Bu akıl hocalığının sebebi, halkın her daim “saf
çocuk” olarak görülmesidir. Deli Gaffar, yazısını son cümleyi etmek için
yazmıştır.[1] Birleşik Haziran Hareketi’nin bu “kirli savaş”tan uzak duran,
kirin ana kaynağı PKK’den kaçan halka yardım eden siyasetini övmektir derdi. Haksöz
gibi çevrelerin onun yazısını kıymetli bulup yayınlamalarının sebebi de
buradadır: yazı, yıllardır husumet duyulan örgüte küfretmek için kaleme
alınmıştır. Bu, Haksöz gibiler için bulunmaz nimettir.
Söz konusu tezviratın ve küfrün gerekçesi ise “halk”
soyutlamasıdır. Bu kelime, küçük burjuva siyasetin alı pulu, cilâsı niyetine
kullanılmaktadır. “Halk sosyalizm için mücadele eden sınıf ve katmanlardır”
[Mahir Çayan] sözü unutulmuş, o, sınıf ve katmanlar içi ve arası gerilimlerin
üzerini örten bir zırha dönüştürülmüştür. O çelişkilerin askıya alındığı,
silindiği, yokmuş gibi davranıldığı cennet hâlidir artık. Deli Gaffar Kürd’e bu
cennet hâline halel getirdiği için kızmaktadır.

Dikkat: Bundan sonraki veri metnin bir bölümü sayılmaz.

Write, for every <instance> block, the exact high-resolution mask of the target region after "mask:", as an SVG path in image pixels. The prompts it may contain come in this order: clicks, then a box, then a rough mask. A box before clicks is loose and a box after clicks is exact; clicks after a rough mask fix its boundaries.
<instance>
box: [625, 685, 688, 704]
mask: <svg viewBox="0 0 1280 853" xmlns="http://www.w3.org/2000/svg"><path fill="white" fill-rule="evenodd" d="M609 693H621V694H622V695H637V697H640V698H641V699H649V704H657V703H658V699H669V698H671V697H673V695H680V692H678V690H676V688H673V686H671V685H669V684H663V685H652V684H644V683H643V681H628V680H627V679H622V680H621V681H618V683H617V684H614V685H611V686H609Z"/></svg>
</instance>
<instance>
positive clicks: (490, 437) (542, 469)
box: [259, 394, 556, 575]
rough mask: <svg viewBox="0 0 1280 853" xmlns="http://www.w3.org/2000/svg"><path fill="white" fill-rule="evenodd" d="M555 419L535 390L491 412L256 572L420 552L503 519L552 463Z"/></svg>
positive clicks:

“Halk” ve kimileri için “silâh” kelimesi de
birbirlerine rakip olan ama aynı işlevi gören zırhlardır. İşçi’cilik,
halk’çılık, Kürd’cülük kadar devrimci’cilik de marazîdir. Verili çelişkilerin
üzerini örten, milleti bulutların üzerine çıkartan her kurgu yanlıştır. Küçük
burjuvalar arasındaki yarışa aldanmamak gerekir.
* * *
Dövüşenler, büyük, başsız-sonsuz, kökleri derin bir
kolektifin isimsiz bileşenleri olduklarını, pratikte bilmektedirler. Gürültü
patırtı çıkartmadan işlerini yapmaktadırlar. Onların edebiyatı ile gündelik
hayatlarına banci camping gibi renk kattıklarını sananlar, bu sayede verili
politik sorumluluktan kurtulanlar, o kolektiften kaçtıklarını
bilme(me)ktedirler.
Deli Gaffar da “savaşan iki taraf aslında birdir, olan
halka olmaktadır, o halk dediğin şey de her zaman bizim malımızdır, bizden
sorulur” derken, o kolektiften kaçtığının bilincindedir. Onun gibilerin
dilindeki “halk” sınırsız, sınıfsız, yekpâre, bütün, çatlaksız, kirsiz bir
öznenin eğretilemesidir. Bu ülkenin doğuşundan beri bölünmüş olduğunu bilen
devletin bu tip eğretilemelere her daim ihtiyacı vardır.
Bölünmüşlüğü unutan, unutturduğu için bugünlere
gelmiştir. Parçaya tutunan, onu bütün belleyen, parçalamayı unutacağı için
yarına uzanacaktır.
Eren Balkır
12 Ocak 2016
Dipnot:
[1] Gaffar Yakınca, “Sur, Cizre… İslamcıların Kazandığı Solun Kaybettiği Bir
Mücadele Daha”, 5 Şubat 2016, Doğru Haber.